Building Custom Apps
This guide shows how to build complete applications with Hornbeam, combining Python web frameworks with Erlang’s infrastructure capabilities.
Application Architecture
A typical Hornbeam application consists of:
my_app/
├── rebar.config # Erlang dependencies
├── sys.config # Erlang configuration
├── src/
│ ├── my_app.erl # Erlang application
│ ├── my_app_sup.erl # Supervisor
│ └── my_handlers.erl # Custom Erlang handlers
├── priv/
│ └── python/
│ ├── app.py # Python WSGI/ASGI app
│ ├── services.py # Python services
│ └── requirements.txt
└── config/
└── config.exs # (optional) Elixir config
Quick Start
1. Create Project Structure
mkdir my_app && cd my_app
rebar3 new app my_app
mkdir -p priv/python
2. Add Dependencies
%% rebar.config
{deps, [
{hornbeam, {git, "https://github.com/benoitc/hornbeam.git", {branch, "main"}}}
]}.
3. Create Python App
# priv/python/app.py
from fastapi import FastAPI
from contextlib import asynccontextmanager
from hornbeam_erlang import register_hook, state_get, state_set, call
@asynccontextmanager
async def lifespan(app):
# Register services with Erlang
register_hook('python_service', PythonService())
yield
app = FastAPI(lifespan=lifespan)
class PythonService:
def process(self, data):
return {'processed': data, 'status': 'ok'}
@app.get("/")
async def root():
return {"message": "Hello from Hornbeam!"}
@app.get("/counter")
async def counter():
from hornbeam_erlang import incr
count = incr('request_counter')
return {"count": count}
@app.post("/process")
async def process(data: dict):
# Call Erlang function
result = call('validate', data)
if result.get('valid'):
state_set(f"data:{data['id']}", data)
return {"status": "stored"}
return {"status": "invalid", "errors": result.get('errors')}
4. Create Erlang Application
%% src/my_app.erl
-module(my_app).
-export([start/0, stop/0]).
start() ->
%% Register Erlang functions callable from Python
hornbeam:register_function(validate, fun validate/1),
hornbeam:register_function(get_config, fun get_config/1),
%% Start the server
hornbeam:start("app:app", #{
bind => "0.0.0.0:8000",
worker_class => asgi,
pythonpath => ["priv/python"]
}).
stop() ->
hornbeam:stop().
%% Validation function called from Python
validate([Data]) ->
case maps:get(<<"id">>, Data, undefined) of
undefined ->
#{valid => false, errors => [<<"id is required">>]};
Id when is_binary(Id), byte_size(Id) > 0 ->
#{valid => true};
_ ->
#{valid => false, errors => [<<"id must be a non-empty string">>]}
end.
%% Config function
get_config([Key]) ->
application:get_env(my_app, binary_to_atom(Key, utf8), undefined).
5. Run
rebar3 shell
> my_app:start().
Patterns
Shared State Pattern
Use ETS for high-performance shared state between Python and Erlang:
# Python side
from hornbeam_erlang import state_get, state_set, state_incr
class SessionManager:
def create_session(self, user_id):
session_id = generate_session_id()
state_set(f'session:{session_id}', {
'user_id': user_id,
'created_at': time.time()
})
return session_id
def get_session(self, session_id):
return state_get(f'session:{session_id}')

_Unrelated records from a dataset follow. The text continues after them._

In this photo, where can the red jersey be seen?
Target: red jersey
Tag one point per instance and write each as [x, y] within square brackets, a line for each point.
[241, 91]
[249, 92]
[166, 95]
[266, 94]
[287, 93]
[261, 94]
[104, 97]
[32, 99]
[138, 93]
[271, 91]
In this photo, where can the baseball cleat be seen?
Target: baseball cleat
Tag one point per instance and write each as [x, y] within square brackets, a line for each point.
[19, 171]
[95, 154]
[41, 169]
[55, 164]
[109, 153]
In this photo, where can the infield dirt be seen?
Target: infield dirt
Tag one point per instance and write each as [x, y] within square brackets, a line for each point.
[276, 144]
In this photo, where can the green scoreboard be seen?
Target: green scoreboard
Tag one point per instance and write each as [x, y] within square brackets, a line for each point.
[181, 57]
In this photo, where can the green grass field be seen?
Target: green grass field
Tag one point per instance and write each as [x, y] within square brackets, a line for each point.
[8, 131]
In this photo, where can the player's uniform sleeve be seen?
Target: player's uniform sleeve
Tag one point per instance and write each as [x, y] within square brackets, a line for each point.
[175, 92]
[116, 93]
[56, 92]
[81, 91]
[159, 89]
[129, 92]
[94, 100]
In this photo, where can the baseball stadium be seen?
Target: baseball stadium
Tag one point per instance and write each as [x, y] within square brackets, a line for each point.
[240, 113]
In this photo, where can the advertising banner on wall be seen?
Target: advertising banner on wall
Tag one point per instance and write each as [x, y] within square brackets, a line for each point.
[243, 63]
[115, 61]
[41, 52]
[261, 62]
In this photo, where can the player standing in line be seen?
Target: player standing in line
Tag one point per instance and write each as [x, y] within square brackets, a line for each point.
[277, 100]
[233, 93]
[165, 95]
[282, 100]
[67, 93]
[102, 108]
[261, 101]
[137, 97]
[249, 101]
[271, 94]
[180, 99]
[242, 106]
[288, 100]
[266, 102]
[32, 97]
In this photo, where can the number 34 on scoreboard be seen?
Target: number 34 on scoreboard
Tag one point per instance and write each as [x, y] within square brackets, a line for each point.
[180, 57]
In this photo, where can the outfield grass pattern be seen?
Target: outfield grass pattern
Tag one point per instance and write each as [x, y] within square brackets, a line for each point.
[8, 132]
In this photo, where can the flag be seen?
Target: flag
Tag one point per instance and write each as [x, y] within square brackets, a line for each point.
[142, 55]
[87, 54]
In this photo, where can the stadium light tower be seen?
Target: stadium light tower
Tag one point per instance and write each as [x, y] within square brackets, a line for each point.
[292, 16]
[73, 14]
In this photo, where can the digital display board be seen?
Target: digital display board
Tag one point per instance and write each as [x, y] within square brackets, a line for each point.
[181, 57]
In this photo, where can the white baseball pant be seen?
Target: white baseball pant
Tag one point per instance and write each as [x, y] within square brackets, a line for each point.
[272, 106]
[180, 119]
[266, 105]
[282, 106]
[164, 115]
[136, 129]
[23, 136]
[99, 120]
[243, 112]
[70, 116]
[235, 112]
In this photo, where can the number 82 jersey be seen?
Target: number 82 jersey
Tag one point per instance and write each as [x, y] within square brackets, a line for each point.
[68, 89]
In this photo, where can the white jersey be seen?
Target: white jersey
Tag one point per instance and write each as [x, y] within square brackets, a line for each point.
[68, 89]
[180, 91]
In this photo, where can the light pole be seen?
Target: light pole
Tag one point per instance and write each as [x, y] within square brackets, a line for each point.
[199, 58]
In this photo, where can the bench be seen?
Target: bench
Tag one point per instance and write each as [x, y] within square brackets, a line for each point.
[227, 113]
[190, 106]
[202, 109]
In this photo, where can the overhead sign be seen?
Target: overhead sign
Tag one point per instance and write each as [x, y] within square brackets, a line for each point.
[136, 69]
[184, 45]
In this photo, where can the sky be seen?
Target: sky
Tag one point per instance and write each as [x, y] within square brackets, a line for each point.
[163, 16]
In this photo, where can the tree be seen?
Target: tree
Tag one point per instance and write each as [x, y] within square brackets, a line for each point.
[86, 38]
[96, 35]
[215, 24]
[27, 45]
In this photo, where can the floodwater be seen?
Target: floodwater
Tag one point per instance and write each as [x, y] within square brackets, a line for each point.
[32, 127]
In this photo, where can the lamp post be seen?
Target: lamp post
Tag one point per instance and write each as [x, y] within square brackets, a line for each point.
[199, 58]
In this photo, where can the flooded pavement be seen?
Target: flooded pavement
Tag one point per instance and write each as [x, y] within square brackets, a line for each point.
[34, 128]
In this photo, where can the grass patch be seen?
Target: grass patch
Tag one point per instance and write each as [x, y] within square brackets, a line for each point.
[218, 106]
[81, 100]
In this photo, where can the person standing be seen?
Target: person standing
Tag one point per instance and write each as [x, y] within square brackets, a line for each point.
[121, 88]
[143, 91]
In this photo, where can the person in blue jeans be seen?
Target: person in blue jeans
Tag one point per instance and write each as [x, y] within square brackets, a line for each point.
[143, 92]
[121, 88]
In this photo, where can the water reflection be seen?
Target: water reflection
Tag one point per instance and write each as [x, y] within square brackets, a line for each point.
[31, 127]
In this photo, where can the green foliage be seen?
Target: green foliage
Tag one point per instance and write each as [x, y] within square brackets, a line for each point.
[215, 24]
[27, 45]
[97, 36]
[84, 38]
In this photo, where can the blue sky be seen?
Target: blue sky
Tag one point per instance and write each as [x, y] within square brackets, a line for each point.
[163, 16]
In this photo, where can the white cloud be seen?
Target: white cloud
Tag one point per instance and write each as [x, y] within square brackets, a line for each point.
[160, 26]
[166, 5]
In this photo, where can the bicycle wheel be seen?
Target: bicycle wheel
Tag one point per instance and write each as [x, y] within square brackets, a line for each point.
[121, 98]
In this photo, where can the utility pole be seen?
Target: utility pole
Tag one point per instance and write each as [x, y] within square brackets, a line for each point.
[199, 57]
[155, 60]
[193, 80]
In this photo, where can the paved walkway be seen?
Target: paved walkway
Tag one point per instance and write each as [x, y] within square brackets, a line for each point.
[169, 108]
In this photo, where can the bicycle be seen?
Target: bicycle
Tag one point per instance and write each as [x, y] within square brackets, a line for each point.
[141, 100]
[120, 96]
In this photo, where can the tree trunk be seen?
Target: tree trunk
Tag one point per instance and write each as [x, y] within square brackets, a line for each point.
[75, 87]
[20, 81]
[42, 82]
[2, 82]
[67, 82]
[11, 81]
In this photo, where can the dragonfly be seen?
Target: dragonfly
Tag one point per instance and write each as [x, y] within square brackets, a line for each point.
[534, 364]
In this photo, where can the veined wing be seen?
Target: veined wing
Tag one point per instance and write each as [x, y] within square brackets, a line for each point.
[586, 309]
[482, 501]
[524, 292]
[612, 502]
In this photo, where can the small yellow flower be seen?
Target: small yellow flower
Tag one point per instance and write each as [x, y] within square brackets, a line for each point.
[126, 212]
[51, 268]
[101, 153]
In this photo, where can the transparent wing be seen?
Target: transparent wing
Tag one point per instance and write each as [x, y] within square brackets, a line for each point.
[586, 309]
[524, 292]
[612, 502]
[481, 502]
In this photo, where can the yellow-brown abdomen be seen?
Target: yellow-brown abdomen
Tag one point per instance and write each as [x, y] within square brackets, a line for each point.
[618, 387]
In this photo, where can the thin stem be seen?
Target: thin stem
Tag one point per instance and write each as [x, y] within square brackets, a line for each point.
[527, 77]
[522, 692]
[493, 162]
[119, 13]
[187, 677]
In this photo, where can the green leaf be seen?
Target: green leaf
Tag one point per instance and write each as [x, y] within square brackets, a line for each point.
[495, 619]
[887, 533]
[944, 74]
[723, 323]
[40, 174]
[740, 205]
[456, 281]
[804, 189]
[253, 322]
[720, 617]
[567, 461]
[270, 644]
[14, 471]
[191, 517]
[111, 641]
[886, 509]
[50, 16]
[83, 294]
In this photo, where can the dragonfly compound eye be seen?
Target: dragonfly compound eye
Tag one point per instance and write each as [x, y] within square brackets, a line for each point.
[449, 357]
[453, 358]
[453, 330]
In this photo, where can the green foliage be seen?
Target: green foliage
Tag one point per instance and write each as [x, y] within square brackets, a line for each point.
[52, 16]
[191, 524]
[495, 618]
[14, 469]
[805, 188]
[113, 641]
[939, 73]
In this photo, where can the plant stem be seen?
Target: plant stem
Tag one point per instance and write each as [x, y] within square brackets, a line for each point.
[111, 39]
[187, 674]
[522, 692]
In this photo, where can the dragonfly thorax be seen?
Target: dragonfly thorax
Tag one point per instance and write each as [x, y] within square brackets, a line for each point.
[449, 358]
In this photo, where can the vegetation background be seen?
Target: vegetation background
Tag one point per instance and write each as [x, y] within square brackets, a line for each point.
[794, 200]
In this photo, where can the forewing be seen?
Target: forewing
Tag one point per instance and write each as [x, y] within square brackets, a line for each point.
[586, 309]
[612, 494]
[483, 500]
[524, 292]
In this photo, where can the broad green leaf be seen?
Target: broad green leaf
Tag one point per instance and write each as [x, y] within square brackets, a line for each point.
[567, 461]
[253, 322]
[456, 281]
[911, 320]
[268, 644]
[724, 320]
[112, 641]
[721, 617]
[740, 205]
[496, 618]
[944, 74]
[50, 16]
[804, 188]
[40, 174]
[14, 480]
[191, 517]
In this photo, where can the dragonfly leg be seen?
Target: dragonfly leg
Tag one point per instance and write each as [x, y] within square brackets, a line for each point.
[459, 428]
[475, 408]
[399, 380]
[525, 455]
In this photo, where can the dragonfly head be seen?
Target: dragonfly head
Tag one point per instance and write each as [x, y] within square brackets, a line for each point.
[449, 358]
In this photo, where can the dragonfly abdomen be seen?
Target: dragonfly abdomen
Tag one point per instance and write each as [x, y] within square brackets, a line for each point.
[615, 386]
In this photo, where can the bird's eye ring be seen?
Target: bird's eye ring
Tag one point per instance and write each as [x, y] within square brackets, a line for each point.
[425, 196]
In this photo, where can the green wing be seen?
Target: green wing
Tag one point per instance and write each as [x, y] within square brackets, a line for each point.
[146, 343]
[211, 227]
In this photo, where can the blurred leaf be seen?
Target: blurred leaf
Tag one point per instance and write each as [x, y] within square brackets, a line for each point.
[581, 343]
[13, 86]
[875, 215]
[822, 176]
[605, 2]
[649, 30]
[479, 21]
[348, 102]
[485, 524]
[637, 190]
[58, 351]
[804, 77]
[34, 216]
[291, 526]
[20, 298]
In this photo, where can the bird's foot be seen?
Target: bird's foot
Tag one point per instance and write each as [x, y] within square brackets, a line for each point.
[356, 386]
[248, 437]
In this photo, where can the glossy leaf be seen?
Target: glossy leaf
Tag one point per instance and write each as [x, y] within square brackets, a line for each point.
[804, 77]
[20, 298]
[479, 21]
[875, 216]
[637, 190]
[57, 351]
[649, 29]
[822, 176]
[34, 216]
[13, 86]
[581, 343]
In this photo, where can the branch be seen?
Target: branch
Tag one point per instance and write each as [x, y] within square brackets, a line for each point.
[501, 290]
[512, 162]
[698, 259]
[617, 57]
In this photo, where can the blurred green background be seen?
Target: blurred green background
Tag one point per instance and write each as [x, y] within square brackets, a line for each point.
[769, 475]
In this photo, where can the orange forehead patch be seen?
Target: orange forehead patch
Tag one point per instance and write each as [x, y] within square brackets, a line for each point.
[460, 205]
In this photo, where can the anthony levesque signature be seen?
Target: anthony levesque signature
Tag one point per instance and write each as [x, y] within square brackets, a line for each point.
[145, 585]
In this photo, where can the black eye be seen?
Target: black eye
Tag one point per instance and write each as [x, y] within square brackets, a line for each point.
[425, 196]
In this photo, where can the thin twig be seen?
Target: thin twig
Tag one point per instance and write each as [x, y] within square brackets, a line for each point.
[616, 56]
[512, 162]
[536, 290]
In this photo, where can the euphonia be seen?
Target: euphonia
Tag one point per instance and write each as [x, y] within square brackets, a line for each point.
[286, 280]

def track_activity(self, session_id):
state_incr(f'activity:{session_id}')
%% Erlang side - same state accessible
get_active_sessions() ->
Keys = hornbeam_state:keys(<<"session:">>),
[hornbeam_state:get(K) || K <- Keys].
cleanup_old_sessions(MaxAge) ->
Now = erlang:system_time(second),
Keys = hornbeam_state:keys(<<"session:">>),
lists:foreach(fun(Key) ->
case hornbeam_state:get(Key) of
#{<<"created_at">> := Created} when Now - Created > MaxAge ->
hornbeam_state:delete(Key);
_ ->
ok
end
end, Keys).
Background Task Pattern
Use hooks for background processing:
# Python: Register background worker
from hornbeam_erlang import register_hook
class BackgroundWorker:
def process_image(self, image_url):
image = download(image_url)
processed = apply_filters(image)
upload(processed)
return {'status': 'completed', 'url': processed.url}
def send_email(self, to, subject, body):
smtp.send(to, subject, body)
return {'sent': True}
register_hook('background', BackgroundWorker())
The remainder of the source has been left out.